For the DMA’s Customer Engagement Committee members, the topic of emotional connection is very important. As consumers we have emotions. We feel strongly about brands. It therefore makes sense that brands build on this.
However, ‘connection’ differs from brand to brand and it’s not always straightforward to pinpoint the drivers.
Take a dating company for example. An emotional connection is actually what their customers are buying. There’s an assumption that openness will be quite high, and that extroversion would be highly correlated with openness. However, in work we did for a leading dating agency, this was not the case for all customer segments. Rather than being driven by traditional demographics (age or gender for example) or personality traits, we found that segments are actually driven by behaviour and life-stage.
Emotional connection is key to loyalty.
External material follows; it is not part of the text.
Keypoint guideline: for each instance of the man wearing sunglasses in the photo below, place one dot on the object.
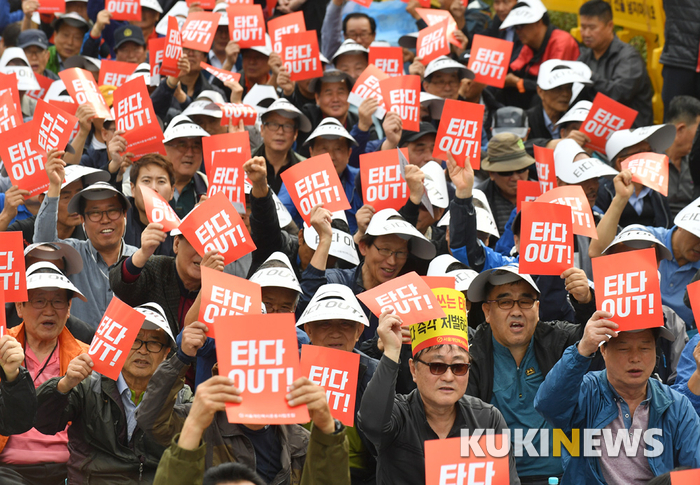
(106, 443)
DMA Research reveals interesting similarities – and differences – regarding brand loyalty. All brands can have a ‘functional loyalty’ that’s based on the right method, the right product or service and the right price. That’s the baseline.
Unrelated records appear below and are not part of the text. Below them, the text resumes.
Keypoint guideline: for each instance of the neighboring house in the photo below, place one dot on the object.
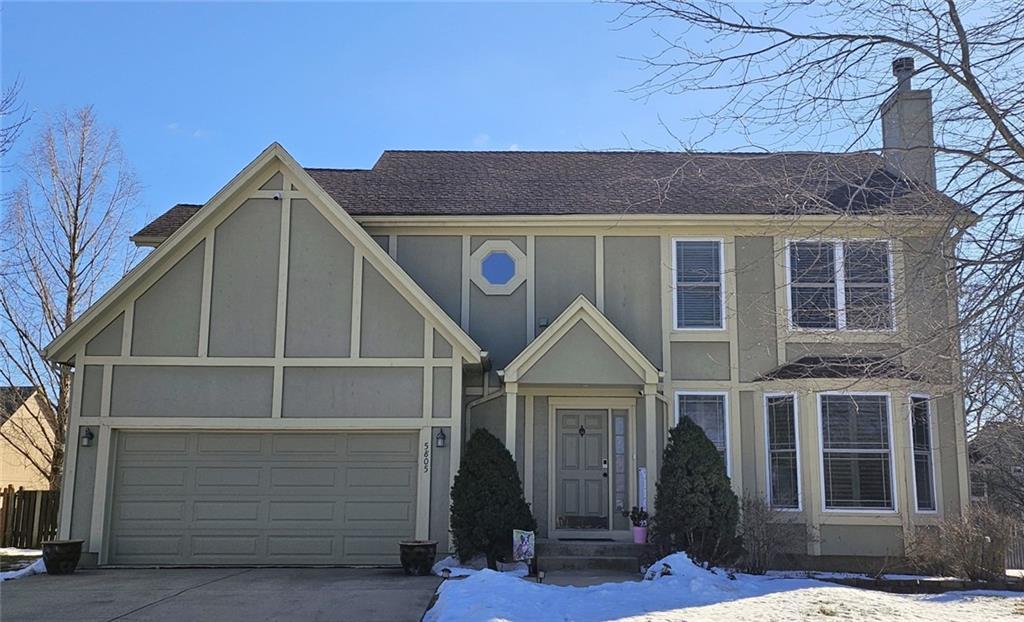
(997, 465)
(26, 439)
(291, 375)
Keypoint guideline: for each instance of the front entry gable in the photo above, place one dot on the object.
(582, 347)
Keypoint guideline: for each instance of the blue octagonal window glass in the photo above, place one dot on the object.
(498, 267)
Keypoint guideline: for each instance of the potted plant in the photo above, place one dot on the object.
(418, 556)
(639, 517)
(60, 556)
In financial services for example, unless you get the functional stuff right, there’s no point in brands trying to tap into emotions. On the other hand, consumers are increasingly ‘big’ on ethics and morals in certain sectors, and some will actively seek out brands that treat people fairly and are concerned about the environment.
In terms of ‘tactics’, rewards don’t play a big role in terms of loyalty to brands, with the exception of supermarkets, which is hardly surprising as we’re well trained in terms of supermarket rewards.
However, even here there are some interesting findings. Financial services organisations typically don’t offer rewards, yet in our research consumers stated that they would respond favourably to them.
In the YouGov survey for Webhelp: Only 18% of respondents said that they consider things like “if the brand gives me personalised rewards (e.g. birthday vouchers, discount codes, etc.)” when thinking about if they are are emotionally connected to a brand.
By far the biggest complaint in the DMA’s survey was a ‘lack of consistency’. Often consumers will get a campaign they’re interested in, but when they respond it’s a real “oh no” moment when they try to contact the brand via the website, on social, or by telephone and the experience doesn’t follow suit. Customers are more demanding than ever, so ignore consistency at your peril…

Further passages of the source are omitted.